The film boasts several other interesting characters. Henry Dawes is a senator who seeks to rescue the American Indian by turning him into a civilized farmer. He’s well-meaning, but out of touch with the character of the Sioux. His offers to give the Sioux private farms and millions of dollars for the rest of their land do not take into account that their children will no longer have territory to expand into when they leave their parents, and also ignores the fact that some might not be cut out for farming at all. Of course any film with American Indians is required to feature Wes Studi in a role. Here he portrays Wovoka, the medicine man who teaches the new ghost dance that will supposedly make the white man disappear. One character who’s gotten attention is Colonel Nelson Miles. He’s only in the first act where he avenges the death of Custer by defeating Sitting Bull. He stands out for a pre-battle scene where he points out that the Sioux aren’t quite the pure-hearted people that they imagine themselves to be and are in fact guilty of some of the very actions that they criticize the United States for.

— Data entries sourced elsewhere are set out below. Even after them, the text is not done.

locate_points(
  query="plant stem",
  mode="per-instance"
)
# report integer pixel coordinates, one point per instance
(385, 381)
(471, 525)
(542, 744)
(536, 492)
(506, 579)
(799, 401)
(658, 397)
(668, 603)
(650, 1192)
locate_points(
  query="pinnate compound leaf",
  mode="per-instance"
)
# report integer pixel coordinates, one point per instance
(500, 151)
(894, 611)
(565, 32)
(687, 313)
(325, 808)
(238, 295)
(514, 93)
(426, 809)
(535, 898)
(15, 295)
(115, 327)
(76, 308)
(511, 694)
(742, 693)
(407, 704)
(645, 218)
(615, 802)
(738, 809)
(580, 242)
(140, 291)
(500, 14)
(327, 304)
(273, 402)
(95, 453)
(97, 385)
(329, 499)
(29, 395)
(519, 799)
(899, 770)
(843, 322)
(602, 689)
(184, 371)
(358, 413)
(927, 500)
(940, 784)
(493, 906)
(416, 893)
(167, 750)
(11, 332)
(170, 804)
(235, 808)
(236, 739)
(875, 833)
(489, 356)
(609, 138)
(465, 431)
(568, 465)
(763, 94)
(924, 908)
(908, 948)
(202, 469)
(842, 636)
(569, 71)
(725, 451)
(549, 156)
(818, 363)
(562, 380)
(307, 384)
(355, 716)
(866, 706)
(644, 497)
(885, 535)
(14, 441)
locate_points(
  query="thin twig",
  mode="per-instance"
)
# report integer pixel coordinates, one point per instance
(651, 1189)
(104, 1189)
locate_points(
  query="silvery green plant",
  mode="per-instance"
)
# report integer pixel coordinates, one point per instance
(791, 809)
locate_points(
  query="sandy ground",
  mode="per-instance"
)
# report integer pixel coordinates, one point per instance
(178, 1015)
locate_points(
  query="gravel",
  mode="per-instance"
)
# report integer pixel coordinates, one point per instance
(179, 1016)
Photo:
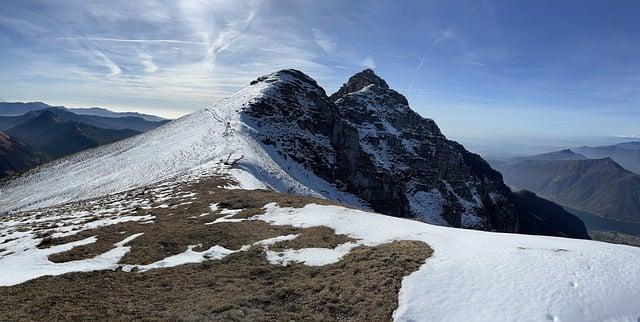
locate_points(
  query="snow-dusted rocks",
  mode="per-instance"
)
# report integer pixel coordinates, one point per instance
(363, 146)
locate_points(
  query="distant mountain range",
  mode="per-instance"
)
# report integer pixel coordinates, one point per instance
(362, 146)
(19, 108)
(42, 132)
(599, 186)
(15, 156)
(626, 154)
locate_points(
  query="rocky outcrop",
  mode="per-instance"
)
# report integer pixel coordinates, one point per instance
(366, 140)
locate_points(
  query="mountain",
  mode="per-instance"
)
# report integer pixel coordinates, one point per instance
(367, 141)
(64, 115)
(543, 217)
(364, 147)
(15, 156)
(626, 154)
(19, 108)
(247, 211)
(551, 156)
(199, 248)
(57, 137)
(599, 186)
(97, 111)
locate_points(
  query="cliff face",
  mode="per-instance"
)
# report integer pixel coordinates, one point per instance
(366, 140)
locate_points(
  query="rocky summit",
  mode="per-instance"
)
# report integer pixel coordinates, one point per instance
(363, 146)
(367, 141)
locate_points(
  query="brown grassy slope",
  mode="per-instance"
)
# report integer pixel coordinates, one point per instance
(362, 286)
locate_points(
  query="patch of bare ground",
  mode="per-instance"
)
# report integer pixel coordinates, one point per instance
(176, 228)
(615, 237)
(244, 286)
(363, 286)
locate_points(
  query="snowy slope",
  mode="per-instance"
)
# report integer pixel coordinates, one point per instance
(482, 276)
(193, 144)
(471, 276)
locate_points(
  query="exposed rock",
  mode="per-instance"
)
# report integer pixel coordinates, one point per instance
(366, 140)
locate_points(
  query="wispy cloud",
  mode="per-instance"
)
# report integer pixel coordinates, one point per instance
(122, 40)
(102, 59)
(368, 62)
(323, 40)
(147, 61)
(444, 35)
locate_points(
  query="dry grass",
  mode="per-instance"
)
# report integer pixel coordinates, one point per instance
(363, 286)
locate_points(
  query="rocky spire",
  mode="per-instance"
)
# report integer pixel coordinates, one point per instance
(358, 82)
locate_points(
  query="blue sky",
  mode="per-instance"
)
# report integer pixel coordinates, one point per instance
(480, 68)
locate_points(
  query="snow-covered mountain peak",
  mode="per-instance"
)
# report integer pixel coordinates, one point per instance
(281, 132)
(359, 81)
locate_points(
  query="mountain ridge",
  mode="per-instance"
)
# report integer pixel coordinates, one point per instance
(599, 186)
(282, 132)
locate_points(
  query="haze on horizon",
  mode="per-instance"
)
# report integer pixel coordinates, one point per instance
(556, 71)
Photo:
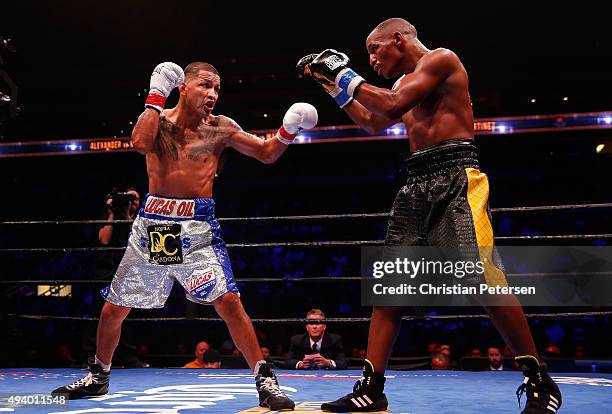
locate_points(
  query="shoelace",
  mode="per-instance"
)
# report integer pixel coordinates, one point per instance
(269, 384)
(523, 388)
(85, 381)
(358, 386)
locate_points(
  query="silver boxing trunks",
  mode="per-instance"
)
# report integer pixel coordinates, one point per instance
(172, 239)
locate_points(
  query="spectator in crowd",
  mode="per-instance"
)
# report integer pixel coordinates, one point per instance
(265, 352)
(441, 359)
(507, 352)
(316, 349)
(474, 352)
(495, 359)
(205, 357)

The movie’s first act sees the end of the last war between the Sioux and the United States. This includes the only action scenes, which are short but good for television. We then get to the reservation. There’s a bit of necessary time-skipping but we see how conditions for the Sioux have degraded. The government is inefficient in bringing in medicine and other goods. Dr. Eastman finds himself doling out liver cod oil more than any other medicine because it contains alcohol. Attempts to implement the Dawes Act are stonewalled by Red Cloud, Sitting Bull, and other prominent figures. Tensions finally climax with the death of Sitting Bull and the Wounded Knee Massacre. Surprisingly these momentous events are told through short flashbacks. An actual criticism is that there are odd moments where portraits of a character fade in and out (maybe these represent when time passes).

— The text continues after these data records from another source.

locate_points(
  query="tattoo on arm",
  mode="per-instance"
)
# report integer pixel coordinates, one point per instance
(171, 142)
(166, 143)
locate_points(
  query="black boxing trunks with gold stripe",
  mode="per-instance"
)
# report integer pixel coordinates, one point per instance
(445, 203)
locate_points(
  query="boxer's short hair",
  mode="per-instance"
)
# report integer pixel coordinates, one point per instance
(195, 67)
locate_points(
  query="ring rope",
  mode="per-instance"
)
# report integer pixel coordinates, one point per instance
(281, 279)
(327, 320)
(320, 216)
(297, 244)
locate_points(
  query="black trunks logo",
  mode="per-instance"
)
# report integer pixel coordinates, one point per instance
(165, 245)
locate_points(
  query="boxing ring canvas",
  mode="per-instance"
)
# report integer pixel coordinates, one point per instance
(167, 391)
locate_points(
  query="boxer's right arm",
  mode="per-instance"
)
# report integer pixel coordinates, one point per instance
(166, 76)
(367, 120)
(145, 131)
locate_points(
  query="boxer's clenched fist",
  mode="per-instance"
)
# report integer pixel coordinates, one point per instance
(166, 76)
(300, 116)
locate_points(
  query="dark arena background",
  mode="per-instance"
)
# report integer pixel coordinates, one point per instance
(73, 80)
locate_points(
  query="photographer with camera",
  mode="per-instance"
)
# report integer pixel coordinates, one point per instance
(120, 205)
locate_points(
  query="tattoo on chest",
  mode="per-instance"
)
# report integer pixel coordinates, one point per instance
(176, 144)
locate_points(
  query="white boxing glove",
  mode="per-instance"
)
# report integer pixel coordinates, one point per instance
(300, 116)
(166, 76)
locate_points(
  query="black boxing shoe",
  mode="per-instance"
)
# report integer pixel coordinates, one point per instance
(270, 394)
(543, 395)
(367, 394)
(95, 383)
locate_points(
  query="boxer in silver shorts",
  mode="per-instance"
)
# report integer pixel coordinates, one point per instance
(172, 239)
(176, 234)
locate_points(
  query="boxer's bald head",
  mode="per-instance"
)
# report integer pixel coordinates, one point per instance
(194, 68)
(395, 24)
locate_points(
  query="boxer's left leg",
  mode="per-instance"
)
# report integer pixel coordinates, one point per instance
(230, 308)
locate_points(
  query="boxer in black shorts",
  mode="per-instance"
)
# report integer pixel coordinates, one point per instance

Overall Bury My Heart at Wounded Knee is a good, tragic film which shows how the position of American Indians has declined (and still has not improved much on the reservations). There is a bit of a hope spot at the end, but it’s not much.  It's definitely sympathetic to the Sioux, but is able to show some balance in depicting events and characters. Also, unlike many HBO productions there isn’t a bunch of nudity (aside from the grisly stripped corpses of Custer’s men) and little to no profanity. If one is okay with the few gory bits this can safely be shown in school.